— Хм… Хм! У вас слишком сильно развито воображение, Анна. То я маньяк, то психолог-экспериментатор… Вы уж определитесь как-нибудь.
— И все-таки… Вы не ответили.
— Да уж, окрутило нас всех трудное время настороженностью. За обыкновенным добрым посылом уже черт знает что разглядеть пытаемся…
— Значит, у вас ко мне просто добрый посыл?
— Ну да. А что в этом такого? На любого человека может в одночасье накатить благое желание — просто помочь другому человеку. Да и вообще… — поднял он глаза к небу, — может, и мне зачтется когда-нибудь… Так сказать, авансом за земные грехи…
— А у вас что, много грехов?
— Много, Анна. Много. Вот вы утром про себя сказали — моральный урод, мать не люблю. А я про себя могу сказать, что я еще более весомый моральный урод… Только я урод кающийся, а вы еще нет.
Она вдруг немного струсила — слишком уж горестно-серьезно у него все это прозвучало, без привычной легкой насмешливости. Даже растерялась как-то. И ничего лучшего не нашла, как проговорить неуклюже:
— А вы расскажите, Иван… Возьмите да расскажите… Как вы мне утром советовали — облачайте свои грешные думы в слова, не стесняйтесь.
— А вам интересно?
— Ну я же про себя рассказала! Думаете, мне легко было?
— Ну да. Что ж, раз пошла такая пьянка… Ладно, попробую.
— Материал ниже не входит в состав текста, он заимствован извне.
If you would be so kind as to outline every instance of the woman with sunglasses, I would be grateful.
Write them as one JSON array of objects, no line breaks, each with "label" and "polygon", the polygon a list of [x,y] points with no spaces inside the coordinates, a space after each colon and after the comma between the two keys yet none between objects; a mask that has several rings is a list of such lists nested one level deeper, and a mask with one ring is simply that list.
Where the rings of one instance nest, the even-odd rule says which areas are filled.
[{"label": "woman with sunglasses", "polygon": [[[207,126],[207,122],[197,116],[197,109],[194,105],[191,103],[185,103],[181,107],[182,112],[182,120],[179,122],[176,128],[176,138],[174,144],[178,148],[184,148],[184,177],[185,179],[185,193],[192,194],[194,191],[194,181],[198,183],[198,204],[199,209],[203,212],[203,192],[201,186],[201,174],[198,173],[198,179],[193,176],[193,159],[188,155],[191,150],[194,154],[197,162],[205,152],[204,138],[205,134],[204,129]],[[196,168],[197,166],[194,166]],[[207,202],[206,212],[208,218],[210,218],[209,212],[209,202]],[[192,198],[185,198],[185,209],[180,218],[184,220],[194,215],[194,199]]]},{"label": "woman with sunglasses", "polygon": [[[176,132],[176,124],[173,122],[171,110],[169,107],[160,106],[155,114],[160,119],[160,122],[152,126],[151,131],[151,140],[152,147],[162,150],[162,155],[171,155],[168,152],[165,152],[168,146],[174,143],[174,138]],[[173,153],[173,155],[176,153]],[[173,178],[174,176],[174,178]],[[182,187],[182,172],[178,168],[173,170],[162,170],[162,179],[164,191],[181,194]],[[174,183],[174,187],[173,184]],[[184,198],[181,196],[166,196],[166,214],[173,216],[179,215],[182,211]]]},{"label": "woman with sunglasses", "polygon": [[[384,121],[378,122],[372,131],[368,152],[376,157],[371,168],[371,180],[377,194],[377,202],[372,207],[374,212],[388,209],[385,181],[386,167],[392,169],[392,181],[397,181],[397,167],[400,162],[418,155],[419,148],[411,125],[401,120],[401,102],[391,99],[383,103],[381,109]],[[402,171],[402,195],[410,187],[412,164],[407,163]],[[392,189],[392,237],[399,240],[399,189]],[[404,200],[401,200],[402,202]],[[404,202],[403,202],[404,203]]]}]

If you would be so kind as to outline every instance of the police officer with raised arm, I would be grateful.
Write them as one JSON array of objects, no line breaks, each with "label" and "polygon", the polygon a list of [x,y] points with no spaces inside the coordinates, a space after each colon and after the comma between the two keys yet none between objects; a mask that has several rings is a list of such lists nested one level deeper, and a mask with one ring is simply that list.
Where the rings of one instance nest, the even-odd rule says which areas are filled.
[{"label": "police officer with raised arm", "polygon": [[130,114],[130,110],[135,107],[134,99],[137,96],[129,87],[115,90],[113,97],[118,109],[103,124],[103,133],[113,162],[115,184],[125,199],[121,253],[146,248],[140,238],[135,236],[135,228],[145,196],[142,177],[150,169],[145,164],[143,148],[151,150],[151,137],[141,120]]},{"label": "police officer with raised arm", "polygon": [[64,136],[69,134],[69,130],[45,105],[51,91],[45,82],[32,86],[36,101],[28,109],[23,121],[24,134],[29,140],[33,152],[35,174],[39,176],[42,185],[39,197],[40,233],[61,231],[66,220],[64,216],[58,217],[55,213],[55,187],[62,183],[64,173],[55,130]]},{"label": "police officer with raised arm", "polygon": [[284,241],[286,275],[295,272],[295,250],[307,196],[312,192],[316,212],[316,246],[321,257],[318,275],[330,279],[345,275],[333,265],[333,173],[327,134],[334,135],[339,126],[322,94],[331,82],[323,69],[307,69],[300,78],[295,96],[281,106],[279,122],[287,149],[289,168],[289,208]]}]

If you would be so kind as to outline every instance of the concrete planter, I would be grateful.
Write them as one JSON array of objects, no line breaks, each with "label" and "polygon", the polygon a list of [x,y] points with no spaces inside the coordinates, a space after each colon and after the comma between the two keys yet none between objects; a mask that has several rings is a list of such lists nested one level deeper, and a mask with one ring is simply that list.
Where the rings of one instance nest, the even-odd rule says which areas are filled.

Может, и вы из моего рассказа что-нибудь для себя возьмете. Вы не очень замерзли?
— Нет. Совсем нет.
Он повел плечами, вздохнул, будто собираясь с духом. Она глянула на него сбоку — ни следа от прежней легкой иронии на лице не осталось. Весь словно собрался, сосредоточился тяжело…
— Знаете, я по молодости очень был самолюбивый мужик, амбициозный. Такие планы наполеоновские на жизнь строил — сейчас вспоминать смешно… После института с чиновничьей карьерой потрепыхался, потом, как все шибко амбициозные, в бизнес ушел. Хотелось всего много и сразу — власти, денег… Чего там еще… Ну, в общем, не в этом суть. А суть в том, что я на этом грешном пути трех женщин предал. Трех жен. И четверых детей от этих трех жен. Уходил в один день, не задумываясь, оставлял после себя выжженное поле. И никогда на это поле не возвращался. Что там взросло — мне и дела не было… Уф-ф, как трудно все это проговаривать, даже самому уши режет…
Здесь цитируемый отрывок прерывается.